Further to this, the monetary cost of this process, without subsidy, makes it uncompetitive against the production of virgin plastic. This points to a wider problem; from an environmental perspective, energy is priced low. The low cost of producing and shipping virgin plastic, as well as the low cost of the fossil fuels that these plastics are made from in the first place, incentivises the production of ever more plastic over recycling what we already have or seeking a sustainable alternative. And there is one further issue: aesthetics. Consumers ‘prefer’ the look of virgin plastic to the recycled alternative, even though the latter performs every bit as well.
In practice, most recycling facilities break plastics down mechanically into flakes. These flakes are then used to make duvets, boxes, pallets, jumpers and other similar products. The downside of this is that secondary plastic does not replace primary production meaning there is still a high use of natural resources and a heavy environmental impact. It does, however, reduce the amount of plastic going straight to landfill.
Special Case – Aluminium
Aluminium is a uniquely recyclable product as it can be reused indefinitely with no sacrifice of quantity or quality.
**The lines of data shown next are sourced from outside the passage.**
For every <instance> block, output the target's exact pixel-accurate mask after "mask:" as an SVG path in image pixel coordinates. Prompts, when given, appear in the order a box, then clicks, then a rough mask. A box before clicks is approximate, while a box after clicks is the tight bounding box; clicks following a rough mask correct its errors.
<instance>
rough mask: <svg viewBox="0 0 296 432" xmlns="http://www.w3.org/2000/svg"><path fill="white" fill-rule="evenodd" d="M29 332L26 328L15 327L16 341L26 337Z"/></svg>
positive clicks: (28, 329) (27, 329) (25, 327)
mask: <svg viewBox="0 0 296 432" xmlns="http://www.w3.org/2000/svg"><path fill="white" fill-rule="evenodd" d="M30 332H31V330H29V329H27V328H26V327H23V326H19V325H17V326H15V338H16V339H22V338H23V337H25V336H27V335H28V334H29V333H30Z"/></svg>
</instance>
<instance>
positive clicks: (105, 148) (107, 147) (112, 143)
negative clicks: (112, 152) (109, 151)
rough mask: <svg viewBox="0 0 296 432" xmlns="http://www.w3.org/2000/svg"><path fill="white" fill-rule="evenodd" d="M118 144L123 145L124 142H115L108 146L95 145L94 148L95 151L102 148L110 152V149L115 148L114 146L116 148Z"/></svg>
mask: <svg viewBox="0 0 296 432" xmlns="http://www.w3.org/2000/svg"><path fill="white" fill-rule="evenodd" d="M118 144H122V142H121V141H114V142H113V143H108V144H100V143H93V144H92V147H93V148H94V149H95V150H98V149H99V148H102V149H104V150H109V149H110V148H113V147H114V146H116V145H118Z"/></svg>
Interestingly about three quarters of all aluminium ever produced is still in circulation. As shown in table 1, the embodied energy of aluminium is high (over twice that of most plastics) due the high energy required to remove the metal from its ore in the first place, but the ‘energy to recycle’ is less than 10% of this original energy cost.
Aluminium is a uniquely recyclable material
Aluminium is used for many applications but in MDR bins it is primarily used as a container for drinks. And this brings us nicely back to question posed at the start; which is a better: bottles or cans? Fortunately for beer lovers, due to modern canning processes, there is no compromise to taste or freshness. In other words, ‘tinnies’ no longer taste ‘tinny’. But what of the energy cost?
Currently about one third of aluminium is recycled with the rest coming from virgin stock, so an average drinks can weighing 15g requires 2.3 MJ to be produced. The energy-per-mass cost of glass is around a fifth of that for aluminium, but the weight of glass in a bottle vastly exceeds that of an aluminium can, resulting in an energy cost per bottle of 7MJ.
But what about transport? Beer is shipped from every corner of the world and the two beers I was looking at were from Colorado. The transport costs of the container alone from the US works out at 1.4MJ for the can and a staggering 18MJ for the bottle. So the total energy cost of getting those containers on the shelf in Dublin was 3.7MJ for the can and 25MJ for the bottle, a huge difference. Given that the cost of the beer is the same in each case, it is clear that aluminium cans are a better and less wasteful option than glass bottles. They are also completely recyclable so no landfill is required.
However, broader questions on green waste recycling are not so easy to answer. In truth, the word ‘recycle’ means very different things for paper, plastic and aluminium, and the interconnected nature of monetary cost, energy cost and environmental cost are not well understood by the general public. Then there is the completely non-linear issue of ‘contamination’, to which Brennan adds yet another complicating point.
“The narrative I came across a lot, and is something that people need to hear, is that if you are not sure whether something is recyclable, just throw it away. We have this notion that stuff in black bins is bad and in green bins is good, which is absurd given that you incur an energy cost of processing materials for recycling and if they don't get recycled into usable stock, that energy is wasted.”
It is obvious that we need to better understand and better communicate these ideas if we are to ‘recycle’ conscientiously as most people genuinely wish to do.